For more complicated cases, it may be useful to write a small package on top of zarr to manage authentication. We’d love to hear of your efforts!

Working with array data from a HTTP store

You can work with array data just like you would be array data from a file system store: index it like any other R array. Keep in mind, though, that the data will be fetched over your internet connection so be very judicious in your indexing. Downloading a full array is almost always a bad idea as Zarr arrays tend to be large. In the OME-Zarr example above, there are 532 * 2 * 988 * 256 * 271 = 72930271232 grid points, which expands to about 271GB of integer data in R!
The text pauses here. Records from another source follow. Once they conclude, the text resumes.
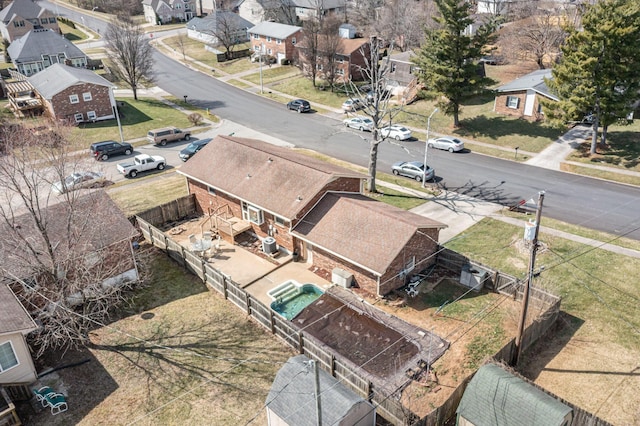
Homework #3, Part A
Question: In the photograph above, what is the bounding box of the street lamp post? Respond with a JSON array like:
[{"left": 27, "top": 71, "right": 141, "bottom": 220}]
[{"left": 422, "top": 108, "right": 438, "bottom": 188}]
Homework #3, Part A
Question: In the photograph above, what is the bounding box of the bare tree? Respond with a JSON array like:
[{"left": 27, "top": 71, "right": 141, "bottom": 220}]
[
  {"left": 105, "top": 16, "right": 153, "bottom": 100},
  {"left": 0, "top": 125, "right": 135, "bottom": 355}
]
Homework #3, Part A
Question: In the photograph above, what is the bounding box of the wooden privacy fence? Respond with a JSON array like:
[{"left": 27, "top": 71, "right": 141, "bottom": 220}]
[{"left": 136, "top": 218, "right": 417, "bottom": 425}]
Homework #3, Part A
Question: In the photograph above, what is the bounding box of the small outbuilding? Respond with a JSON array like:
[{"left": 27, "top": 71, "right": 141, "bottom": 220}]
[{"left": 266, "top": 355, "right": 376, "bottom": 426}]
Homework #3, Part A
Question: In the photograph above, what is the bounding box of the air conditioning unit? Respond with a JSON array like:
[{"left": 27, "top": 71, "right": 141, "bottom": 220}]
[
  {"left": 262, "top": 237, "right": 278, "bottom": 254},
  {"left": 331, "top": 268, "right": 353, "bottom": 288}
]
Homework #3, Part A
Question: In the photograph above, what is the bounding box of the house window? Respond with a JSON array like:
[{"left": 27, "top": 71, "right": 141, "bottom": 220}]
[
  {"left": 242, "top": 201, "right": 264, "bottom": 225},
  {"left": 0, "top": 342, "right": 19, "bottom": 373},
  {"left": 507, "top": 96, "right": 520, "bottom": 109}
]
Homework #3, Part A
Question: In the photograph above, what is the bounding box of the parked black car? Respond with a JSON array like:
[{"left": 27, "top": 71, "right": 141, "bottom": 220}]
[
  {"left": 287, "top": 99, "right": 311, "bottom": 112},
  {"left": 89, "top": 141, "right": 133, "bottom": 161},
  {"left": 179, "top": 138, "right": 211, "bottom": 161}
]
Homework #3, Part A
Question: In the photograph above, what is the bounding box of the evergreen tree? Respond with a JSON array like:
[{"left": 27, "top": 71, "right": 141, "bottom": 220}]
[
  {"left": 414, "top": 0, "right": 496, "bottom": 127},
  {"left": 545, "top": 0, "right": 640, "bottom": 154}
]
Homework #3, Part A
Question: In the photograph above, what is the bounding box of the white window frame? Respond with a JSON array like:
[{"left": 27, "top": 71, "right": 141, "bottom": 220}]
[
  {"left": 0, "top": 340, "right": 20, "bottom": 373},
  {"left": 242, "top": 201, "right": 264, "bottom": 225}
]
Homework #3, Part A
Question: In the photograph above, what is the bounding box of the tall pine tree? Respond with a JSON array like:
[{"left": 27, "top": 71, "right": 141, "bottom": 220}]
[
  {"left": 414, "top": 0, "right": 496, "bottom": 127},
  {"left": 545, "top": 0, "right": 640, "bottom": 154}
]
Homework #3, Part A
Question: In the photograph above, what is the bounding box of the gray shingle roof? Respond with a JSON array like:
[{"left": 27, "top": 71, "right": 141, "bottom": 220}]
[
  {"left": 249, "top": 21, "right": 302, "bottom": 40},
  {"left": 456, "top": 364, "right": 572, "bottom": 426},
  {"left": 266, "top": 355, "right": 374, "bottom": 426},
  {"left": 187, "top": 11, "right": 253, "bottom": 33},
  {"left": 292, "top": 193, "right": 446, "bottom": 275},
  {"left": 7, "top": 29, "right": 87, "bottom": 63},
  {"left": 0, "top": 283, "right": 38, "bottom": 334},
  {"left": 497, "top": 69, "right": 558, "bottom": 101},
  {"left": 27, "top": 64, "right": 113, "bottom": 99},
  {"left": 0, "top": 0, "right": 42, "bottom": 22}
]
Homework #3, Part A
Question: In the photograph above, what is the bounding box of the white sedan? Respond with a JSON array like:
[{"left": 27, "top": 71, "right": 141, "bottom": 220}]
[
  {"left": 51, "top": 171, "right": 105, "bottom": 194},
  {"left": 343, "top": 117, "right": 373, "bottom": 132},
  {"left": 429, "top": 136, "right": 464, "bottom": 152},
  {"left": 380, "top": 124, "right": 411, "bottom": 141}
]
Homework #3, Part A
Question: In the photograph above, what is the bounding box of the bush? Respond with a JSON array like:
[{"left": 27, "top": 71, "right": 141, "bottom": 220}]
[{"left": 187, "top": 112, "right": 202, "bottom": 126}]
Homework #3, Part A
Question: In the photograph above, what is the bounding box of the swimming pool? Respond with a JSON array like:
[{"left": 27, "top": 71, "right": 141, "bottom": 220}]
[{"left": 267, "top": 280, "right": 324, "bottom": 320}]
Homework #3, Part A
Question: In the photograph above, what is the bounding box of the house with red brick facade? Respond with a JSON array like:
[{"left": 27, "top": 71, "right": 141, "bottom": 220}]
[
  {"left": 0, "top": 0, "right": 60, "bottom": 43},
  {"left": 493, "top": 69, "right": 559, "bottom": 121},
  {"left": 249, "top": 22, "right": 302, "bottom": 64},
  {"left": 28, "top": 64, "right": 116, "bottom": 123},
  {"left": 178, "top": 136, "right": 446, "bottom": 295}
]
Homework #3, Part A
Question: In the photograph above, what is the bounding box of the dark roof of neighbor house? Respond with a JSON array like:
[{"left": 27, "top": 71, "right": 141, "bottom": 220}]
[
  {"left": 0, "top": 0, "right": 44, "bottom": 23},
  {"left": 249, "top": 21, "right": 302, "bottom": 40},
  {"left": 497, "top": 69, "right": 559, "bottom": 101},
  {"left": 292, "top": 193, "right": 447, "bottom": 275},
  {"left": 456, "top": 364, "right": 572, "bottom": 426},
  {"left": 0, "top": 190, "right": 138, "bottom": 279},
  {"left": 178, "top": 136, "right": 365, "bottom": 219},
  {"left": 27, "top": 64, "right": 114, "bottom": 100},
  {"left": 187, "top": 10, "right": 253, "bottom": 35},
  {"left": 7, "top": 28, "right": 87, "bottom": 64},
  {"left": 0, "top": 283, "right": 38, "bottom": 334},
  {"left": 266, "top": 355, "right": 375, "bottom": 426}
]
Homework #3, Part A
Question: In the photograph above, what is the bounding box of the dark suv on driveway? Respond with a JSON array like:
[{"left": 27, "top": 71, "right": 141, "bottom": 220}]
[{"left": 89, "top": 141, "right": 133, "bottom": 161}]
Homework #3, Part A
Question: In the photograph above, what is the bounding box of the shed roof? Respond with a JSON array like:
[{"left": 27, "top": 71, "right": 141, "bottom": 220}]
[
  {"left": 456, "top": 364, "right": 572, "bottom": 426},
  {"left": 27, "top": 64, "right": 113, "bottom": 99},
  {"left": 7, "top": 29, "right": 86, "bottom": 63},
  {"left": 0, "top": 283, "right": 38, "bottom": 334},
  {"left": 266, "top": 355, "right": 375, "bottom": 426},
  {"left": 497, "top": 69, "right": 558, "bottom": 101},
  {"left": 249, "top": 21, "right": 302, "bottom": 40},
  {"left": 292, "top": 193, "right": 447, "bottom": 275},
  {"left": 178, "top": 136, "right": 365, "bottom": 220}
]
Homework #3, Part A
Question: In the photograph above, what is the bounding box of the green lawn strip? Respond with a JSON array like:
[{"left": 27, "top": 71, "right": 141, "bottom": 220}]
[
  {"left": 107, "top": 170, "right": 188, "bottom": 216},
  {"left": 446, "top": 219, "right": 640, "bottom": 350},
  {"left": 72, "top": 98, "right": 191, "bottom": 149}
]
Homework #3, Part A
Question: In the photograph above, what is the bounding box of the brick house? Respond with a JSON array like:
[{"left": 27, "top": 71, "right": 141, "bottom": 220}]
[
  {"left": 28, "top": 64, "right": 116, "bottom": 123},
  {"left": 7, "top": 29, "right": 87, "bottom": 77},
  {"left": 178, "top": 136, "right": 446, "bottom": 295},
  {"left": 249, "top": 22, "right": 302, "bottom": 63},
  {"left": 493, "top": 69, "right": 559, "bottom": 121},
  {"left": 142, "top": 0, "right": 197, "bottom": 25},
  {"left": 0, "top": 0, "right": 60, "bottom": 43}
]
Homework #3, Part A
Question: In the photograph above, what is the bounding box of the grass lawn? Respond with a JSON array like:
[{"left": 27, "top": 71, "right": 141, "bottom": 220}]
[
  {"left": 26, "top": 246, "right": 294, "bottom": 426},
  {"left": 72, "top": 98, "right": 191, "bottom": 148}
]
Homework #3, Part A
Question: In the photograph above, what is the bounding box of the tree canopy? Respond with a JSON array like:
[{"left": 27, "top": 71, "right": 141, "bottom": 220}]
[{"left": 414, "top": 0, "right": 496, "bottom": 127}]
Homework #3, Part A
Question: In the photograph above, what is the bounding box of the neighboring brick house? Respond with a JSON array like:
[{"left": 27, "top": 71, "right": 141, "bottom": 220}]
[
  {"left": 7, "top": 29, "right": 87, "bottom": 77},
  {"left": 187, "top": 11, "right": 253, "bottom": 45},
  {"left": 0, "top": 0, "right": 60, "bottom": 43},
  {"left": 249, "top": 22, "right": 302, "bottom": 63},
  {"left": 142, "top": 0, "right": 197, "bottom": 25},
  {"left": 493, "top": 69, "right": 559, "bottom": 121},
  {"left": 28, "top": 64, "right": 116, "bottom": 123},
  {"left": 0, "top": 282, "right": 38, "bottom": 386},
  {"left": 178, "top": 136, "right": 446, "bottom": 295}
]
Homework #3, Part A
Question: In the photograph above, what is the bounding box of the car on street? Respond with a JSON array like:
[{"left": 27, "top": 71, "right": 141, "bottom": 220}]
[
  {"left": 51, "top": 171, "right": 105, "bottom": 194},
  {"left": 342, "top": 99, "right": 364, "bottom": 112},
  {"left": 380, "top": 124, "right": 411, "bottom": 141},
  {"left": 428, "top": 136, "right": 464, "bottom": 152},
  {"left": 178, "top": 138, "right": 212, "bottom": 161},
  {"left": 342, "top": 117, "right": 373, "bottom": 132},
  {"left": 89, "top": 141, "right": 133, "bottom": 161},
  {"left": 287, "top": 99, "right": 311, "bottom": 112},
  {"left": 391, "top": 161, "right": 435, "bottom": 182}
]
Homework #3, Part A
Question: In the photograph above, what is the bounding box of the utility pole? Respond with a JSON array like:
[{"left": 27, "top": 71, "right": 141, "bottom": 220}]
[{"left": 510, "top": 191, "right": 544, "bottom": 367}]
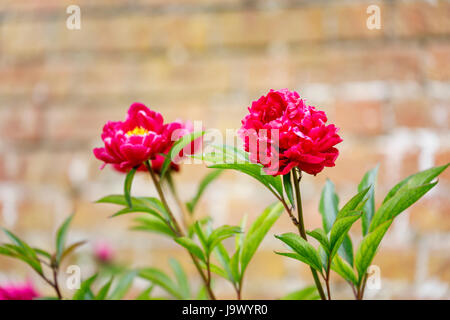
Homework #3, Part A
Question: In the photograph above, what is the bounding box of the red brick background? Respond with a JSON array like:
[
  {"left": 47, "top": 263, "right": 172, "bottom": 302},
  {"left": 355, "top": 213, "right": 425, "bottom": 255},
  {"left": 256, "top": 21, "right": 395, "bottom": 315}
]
[{"left": 0, "top": 0, "right": 450, "bottom": 299}]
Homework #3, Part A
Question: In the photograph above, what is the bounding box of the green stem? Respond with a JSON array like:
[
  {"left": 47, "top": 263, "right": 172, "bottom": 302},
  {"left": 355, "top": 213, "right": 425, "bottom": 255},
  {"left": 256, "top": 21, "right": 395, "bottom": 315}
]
[
  {"left": 145, "top": 161, "right": 216, "bottom": 300},
  {"left": 292, "top": 168, "right": 327, "bottom": 300}
]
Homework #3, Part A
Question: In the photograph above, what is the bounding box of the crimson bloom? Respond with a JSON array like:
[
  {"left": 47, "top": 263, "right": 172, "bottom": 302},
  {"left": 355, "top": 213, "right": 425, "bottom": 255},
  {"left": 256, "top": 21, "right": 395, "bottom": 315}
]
[
  {"left": 0, "top": 281, "right": 39, "bottom": 300},
  {"left": 240, "top": 89, "right": 342, "bottom": 175},
  {"left": 93, "top": 103, "right": 171, "bottom": 171}
]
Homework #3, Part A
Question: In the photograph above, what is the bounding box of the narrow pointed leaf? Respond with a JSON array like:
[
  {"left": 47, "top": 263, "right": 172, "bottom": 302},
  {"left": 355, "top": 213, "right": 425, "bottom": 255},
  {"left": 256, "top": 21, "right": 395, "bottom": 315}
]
[
  {"left": 275, "top": 232, "right": 322, "bottom": 271},
  {"left": 319, "top": 179, "right": 339, "bottom": 233},
  {"left": 283, "top": 171, "right": 295, "bottom": 205},
  {"left": 186, "top": 170, "right": 223, "bottom": 213},
  {"left": 331, "top": 256, "right": 358, "bottom": 285},
  {"left": 306, "top": 228, "right": 330, "bottom": 253},
  {"left": 355, "top": 220, "right": 392, "bottom": 284},
  {"left": 169, "top": 258, "right": 191, "bottom": 300},
  {"left": 369, "top": 181, "right": 437, "bottom": 232},
  {"left": 175, "top": 237, "right": 206, "bottom": 262},
  {"left": 240, "top": 202, "right": 283, "bottom": 274},
  {"left": 358, "top": 165, "right": 379, "bottom": 236}
]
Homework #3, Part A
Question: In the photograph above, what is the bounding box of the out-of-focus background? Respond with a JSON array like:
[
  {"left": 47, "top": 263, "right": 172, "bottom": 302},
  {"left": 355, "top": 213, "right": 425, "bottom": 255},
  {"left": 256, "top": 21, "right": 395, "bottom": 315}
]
[{"left": 0, "top": 0, "right": 450, "bottom": 299}]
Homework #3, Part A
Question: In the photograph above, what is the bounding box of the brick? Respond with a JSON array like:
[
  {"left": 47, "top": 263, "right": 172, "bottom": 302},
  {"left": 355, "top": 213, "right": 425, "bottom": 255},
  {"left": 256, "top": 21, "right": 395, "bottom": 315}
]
[
  {"left": 333, "top": 2, "right": 389, "bottom": 39},
  {"left": 408, "top": 196, "right": 450, "bottom": 233},
  {"left": 393, "top": 1, "right": 450, "bottom": 37},
  {"left": 372, "top": 247, "right": 416, "bottom": 283},
  {"left": 426, "top": 44, "right": 450, "bottom": 81},
  {"left": 334, "top": 101, "right": 383, "bottom": 135},
  {"left": 393, "top": 100, "right": 434, "bottom": 128}
]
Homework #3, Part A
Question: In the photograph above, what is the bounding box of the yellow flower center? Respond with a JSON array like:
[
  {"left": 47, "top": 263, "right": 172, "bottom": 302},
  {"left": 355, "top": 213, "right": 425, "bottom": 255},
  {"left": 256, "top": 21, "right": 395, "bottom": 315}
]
[{"left": 127, "top": 127, "right": 148, "bottom": 136}]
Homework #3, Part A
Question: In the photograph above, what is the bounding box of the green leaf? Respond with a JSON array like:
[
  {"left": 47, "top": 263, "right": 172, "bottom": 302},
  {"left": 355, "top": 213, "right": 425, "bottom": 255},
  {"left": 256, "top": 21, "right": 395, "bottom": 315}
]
[
  {"left": 72, "top": 274, "right": 98, "bottom": 300},
  {"left": 369, "top": 164, "right": 449, "bottom": 231},
  {"left": 123, "top": 168, "right": 137, "bottom": 208},
  {"left": 169, "top": 258, "right": 191, "bottom": 300},
  {"left": 136, "top": 285, "right": 155, "bottom": 300},
  {"left": 208, "top": 163, "right": 283, "bottom": 197},
  {"left": 330, "top": 211, "right": 361, "bottom": 259},
  {"left": 0, "top": 228, "right": 42, "bottom": 274},
  {"left": 333, "top": 188, "right": 370, "bottom": 266},
  {"left": 358, "top": 165, "right": 379, "bottom": 236},
  {"left": 160, "top": 131, "right": 205, "bottom": 179},
  {"left": 214, "top": 243, "right": 237, "bottom": 283},
  {"left": 139, "top": 268, "right": 183, "bottom": 299},
  {"left": 33, "top": 248, "right": 52, "bottom": 260},
  {"left": 208, "top": 225, "right": 242, "bottom": 253},
  {"left": 56, "top": 215, "right": 73, "bottom": 264},
  {"left": 175, "top": 237, "right": 206, "bottom": 262},
  {"left": 306, "top": 228, "right": 330, "bottom": 254},
  {"left": 186, "top": 170, "right": 223, "bottom": 213},
  {"left": 230, "top": 248, "right": 241, "bottom": 283},
  {"left": 369, "top": 181, "right": 437, "bottom": 232},
  {"left": 0, "top": 244, "right": 42, "bottom": 274},
  {"left": 355, "top": 220, "right": 392, "bottom": 284},
  {"left": 131, "top": 216, "right": 175, "bottom": 238},
  {"left": 235, "top": 214, "right": 248, "bottom": 250},
  {"left": 275, "top": 232, "right": 322, "bottom": 272},
  {"left": 111, "top": 206, "right": 164, "bottom": 221},
  {"left": 240, "top": 202, "right": 283, "bottom": 275},
  {"left": 281, "top": 286, "right": 320, "bottom": 300},
  {"left": 109, "top": 270, "right": 138, "bottom": 300},
  {"left": 194, "top": 221, "right": 208, "bottom": 251},
  {"left": 331, "top": 256, "right": 358, "bottom": 285},
  {"left": 95, "top": 277, "right": 114, "bottom": 300},
  {"left": 383, "top": 163, "right": 450, "bottom": 204},
  {"left": 319, "top": 179, "right": 339, "bottom": 233},
  {"left": 283, "top": 171, "right": 295, "bottom": 205},
  {"left": 336, "top": 187, "right": 370, "bottom": 218}
]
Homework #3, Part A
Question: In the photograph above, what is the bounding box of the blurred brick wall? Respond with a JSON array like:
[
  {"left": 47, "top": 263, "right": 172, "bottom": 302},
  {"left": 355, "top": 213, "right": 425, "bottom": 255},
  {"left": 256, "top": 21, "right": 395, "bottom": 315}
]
[{"left": 0, "top": 0, "right": 450, "bottom": 298}]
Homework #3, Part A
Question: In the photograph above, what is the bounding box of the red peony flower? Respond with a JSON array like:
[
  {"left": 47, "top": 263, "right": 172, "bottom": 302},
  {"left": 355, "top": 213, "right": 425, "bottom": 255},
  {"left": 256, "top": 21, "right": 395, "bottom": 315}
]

A more intelligent way to download data is to look at the chunking of the array data. From the “axes” array in the “multiscales” attribute we can see that a chunk (the unit of downloading data) is all of the “x” and “y” extent for a single “[z, c, t]” tuple. The most efficient way of downloading the data is then to follow the chunking scheme and download one or a few of the “z”, “c” and “t” values and all of “x” and “y”.